By November 24, 2008 Read More →

Dead Sea Scrolls Spotlight: The Temple Scroll, Magen Broshi, BAR 33:04, Jul-Aug 2007.

The Dead Sea Scrolls
The Temple Scroll is the longest Dead Sea Scroll (over 28 feet, preserved almost to its entire length) and one of the most important. It was excavated by Bedouin in Cave 11 in 1956 (since then no more scrolls have been discovered at Qumran).a

The Dead Sea Scrolls can be divided into three main categories- Biblical, sectarian and other. The Temple Scroll is sectarian, that is, it belongs to the Dead Sea sect, identified by most scholars with the Essenes. It was composed, most probably, in the second part of the second century B.C.E., approximately 200 years before the destruction of the Second Temple.

The scroll is a halakhic (legal) composition, a rewriting of Pentateuchal passages, dealing with the laws as they were interpreted by the sect (mostly laws that differ from the laws of normative, Pharisaic Judaism).

In the Pentateuch the Lord speaks to Moses and Moses speaks to the people. Here the Lord speaks directly to the people in the first person singular, and the style tries to imitate the language of the Book of Deuteronomy, but numerous slips betray its late origin.

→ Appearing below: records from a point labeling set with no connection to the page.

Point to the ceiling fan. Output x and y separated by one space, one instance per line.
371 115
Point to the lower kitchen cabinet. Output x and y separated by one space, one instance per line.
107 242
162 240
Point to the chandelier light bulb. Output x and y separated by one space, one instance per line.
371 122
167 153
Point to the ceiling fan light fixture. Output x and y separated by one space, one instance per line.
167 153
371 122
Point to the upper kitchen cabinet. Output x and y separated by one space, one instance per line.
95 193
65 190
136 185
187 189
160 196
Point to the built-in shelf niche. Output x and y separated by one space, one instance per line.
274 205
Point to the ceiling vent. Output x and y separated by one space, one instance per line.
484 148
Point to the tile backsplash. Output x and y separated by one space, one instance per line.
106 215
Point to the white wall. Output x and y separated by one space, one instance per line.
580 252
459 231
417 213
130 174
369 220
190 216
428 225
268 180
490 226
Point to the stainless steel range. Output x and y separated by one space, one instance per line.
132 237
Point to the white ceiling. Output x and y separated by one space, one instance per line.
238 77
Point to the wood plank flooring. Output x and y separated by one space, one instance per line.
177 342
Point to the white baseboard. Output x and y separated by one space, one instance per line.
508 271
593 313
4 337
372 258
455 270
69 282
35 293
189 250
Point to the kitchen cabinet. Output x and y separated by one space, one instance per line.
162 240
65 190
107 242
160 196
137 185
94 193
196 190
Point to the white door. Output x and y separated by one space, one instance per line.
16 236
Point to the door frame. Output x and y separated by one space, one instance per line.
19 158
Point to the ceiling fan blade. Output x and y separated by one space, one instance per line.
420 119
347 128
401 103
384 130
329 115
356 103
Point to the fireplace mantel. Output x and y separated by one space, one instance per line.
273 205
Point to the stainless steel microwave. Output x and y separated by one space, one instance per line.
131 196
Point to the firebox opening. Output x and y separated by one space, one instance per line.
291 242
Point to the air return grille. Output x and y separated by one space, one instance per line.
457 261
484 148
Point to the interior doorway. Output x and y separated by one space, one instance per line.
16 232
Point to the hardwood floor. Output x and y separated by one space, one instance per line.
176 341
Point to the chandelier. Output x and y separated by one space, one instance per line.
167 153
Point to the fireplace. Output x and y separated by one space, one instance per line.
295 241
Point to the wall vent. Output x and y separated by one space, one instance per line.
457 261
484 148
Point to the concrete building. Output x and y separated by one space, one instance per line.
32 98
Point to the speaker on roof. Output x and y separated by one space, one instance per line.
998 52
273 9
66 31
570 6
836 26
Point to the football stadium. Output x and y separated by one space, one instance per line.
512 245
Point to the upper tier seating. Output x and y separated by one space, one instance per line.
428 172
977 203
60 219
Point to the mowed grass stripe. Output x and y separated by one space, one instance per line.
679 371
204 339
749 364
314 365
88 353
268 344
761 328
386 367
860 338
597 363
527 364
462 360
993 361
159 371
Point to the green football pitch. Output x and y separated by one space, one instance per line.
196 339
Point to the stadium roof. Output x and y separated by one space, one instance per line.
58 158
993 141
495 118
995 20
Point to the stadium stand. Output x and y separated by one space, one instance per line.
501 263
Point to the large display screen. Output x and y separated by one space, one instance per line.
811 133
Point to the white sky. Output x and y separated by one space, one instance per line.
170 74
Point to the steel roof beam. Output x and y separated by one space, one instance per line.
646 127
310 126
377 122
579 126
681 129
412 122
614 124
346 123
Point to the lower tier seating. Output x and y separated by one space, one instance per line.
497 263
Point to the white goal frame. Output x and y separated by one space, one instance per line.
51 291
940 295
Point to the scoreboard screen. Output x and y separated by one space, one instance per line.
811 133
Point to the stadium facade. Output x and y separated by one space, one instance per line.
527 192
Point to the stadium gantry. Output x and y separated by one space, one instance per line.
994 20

Five major subjects are dealt with in the scroll- the Temple, the king’s statutes, the feasts, the festival sacrifices, and laws of purity. More than half of the scroll, however, is devoted to the Temple and the Temple City, hence its name. The members of the sect did not participate in the cult of the Temple that existed in their period because they regarded it as unclean. The temple described in the Temple Scroll is an ideal edifice that was never built.b

According to the scroll, the sect had a calendar of its own that was different from the calendar of the rest of the Jewish people. In addition to the regular Jewish feasts, the sect celebrated festivals of the first fruits such as the Festival of the First Wine and the Festival of the First Oil.
The law code of the sect is characterized by its harsh and ultra-conservative laws. For instance, they prohibited sexual relations in Jerusalem, and they prescribed that lavatories were to be built at a distance of about a mile away from the Holy City.

—Magen Broshi, former curator of the Shrine of the Book, The Israel Museum in Jerusalem.

a. It was recovered in 1967 and published in 1977 (Hebrew edition) and 1983 (English) by Yigael Yadin.

b. See Magen Broshi, “The Gigantic Dimensions of the Visionary Temple in the Temple Scroll,” BAR 13-06.